Today's Highlight in History:
On Oct. 7, 1991, University of Oklahoma law professor Anita Hill publicly accused Supreme Court nominee Clarence Thomas of making sexually inappropriate comments when she worked for him; Thomas denied Hill's allegations.
On this date:
In 1777, the second Battle of Saratoga began during the American Revolution. (British forces under General John Burgoyne surrendered ten days later.)
In 1858, the fifth debate between Illinois senatorial candidates Abraham Lincoln and Stephen Douglas took place in Galesburg.

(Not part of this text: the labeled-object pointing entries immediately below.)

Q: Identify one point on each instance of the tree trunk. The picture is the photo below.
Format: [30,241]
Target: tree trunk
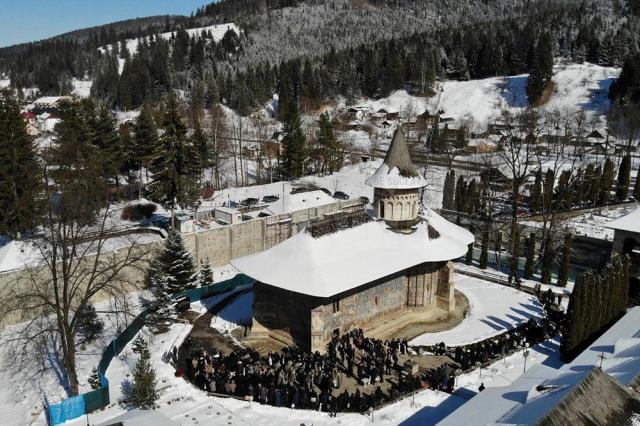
[69,360]
[140,183]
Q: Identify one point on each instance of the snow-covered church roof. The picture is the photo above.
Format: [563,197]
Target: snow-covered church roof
[630,222]
[397,170]
[333,263]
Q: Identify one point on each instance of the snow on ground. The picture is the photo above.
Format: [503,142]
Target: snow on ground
[592,224]
[494,309]
[530,284]
[24,389]
[187,405]
[506,370]
[234,314]
[577,85]
[81,88]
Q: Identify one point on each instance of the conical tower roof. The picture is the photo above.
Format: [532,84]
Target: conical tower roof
[397,170]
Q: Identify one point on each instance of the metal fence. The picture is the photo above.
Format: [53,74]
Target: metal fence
[80,405]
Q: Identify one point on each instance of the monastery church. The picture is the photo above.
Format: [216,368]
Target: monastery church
[358,270]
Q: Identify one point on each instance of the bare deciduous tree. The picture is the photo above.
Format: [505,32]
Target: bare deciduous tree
[80,255]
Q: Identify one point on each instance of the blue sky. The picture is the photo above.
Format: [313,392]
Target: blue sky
[28,20]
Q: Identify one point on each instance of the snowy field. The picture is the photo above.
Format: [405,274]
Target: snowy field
[494,309]
[578,85]
[592,224]
[25,386]
[81,88]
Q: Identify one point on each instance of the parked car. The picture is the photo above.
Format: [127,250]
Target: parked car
[340,195]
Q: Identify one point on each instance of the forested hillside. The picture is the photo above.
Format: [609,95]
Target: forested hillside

In 1916, in the most lopsided victory in college football history, Georgia Tech defeated Cumberland University 222-0 in Atlanta.
In 1949, the Republic of East Germany was formed.
In 1954, Marian Anderson became the first black singer hired by the Metropolitan Opera Company in New York.
In 1960, Democratic presidential candidate John F. Kennedy and Republican opponent Richard Nixon held their second televised debate, this one in Washington, D.C.
In 1979, Pope John Paul II concluded his week-long tour of the United States with a Mass on the Washington Mall.
In 1982, the Andrew Lloyd Webber-Tim Rice musical "Cats" opened on Broadway. (The show ended its original run on Sept. 10, 2000, after a then-record 7,485 performances.)
In 1985, Palestinian gunmen hijacked the Italian cruise ship Achille Lauro (ah-KEE'-leh LOW'-roh) in the Mediterranean. (The hijackers killed Leon Klinghoffer, a Jewish-American tourist, before surrendering on Oct. 9.)
In 1989, Hungary's Communist Party renounced Marxism in favor of democratic socialism during a party congress in Budapest.
In 1992, trade representatives of the United States, Canada and Mexico initialed the North American Free Trade Agreement during a ceremony in San Antonio, Texas, in the presence of President George H.W. Bush, Canadian Prime Minister Brian Mulroney (muhl-ROO'-nee) and Mexican President Carlos Salinas de Gortari.
In 1998, Matthew Shepard, a gay college student, was beaten and left tied to a wooden fencepost outside of Laramie, Wyoming; he died five days later. (Russell Henderson and Aaron McKinney are serving life sentences for Shepard's murder.)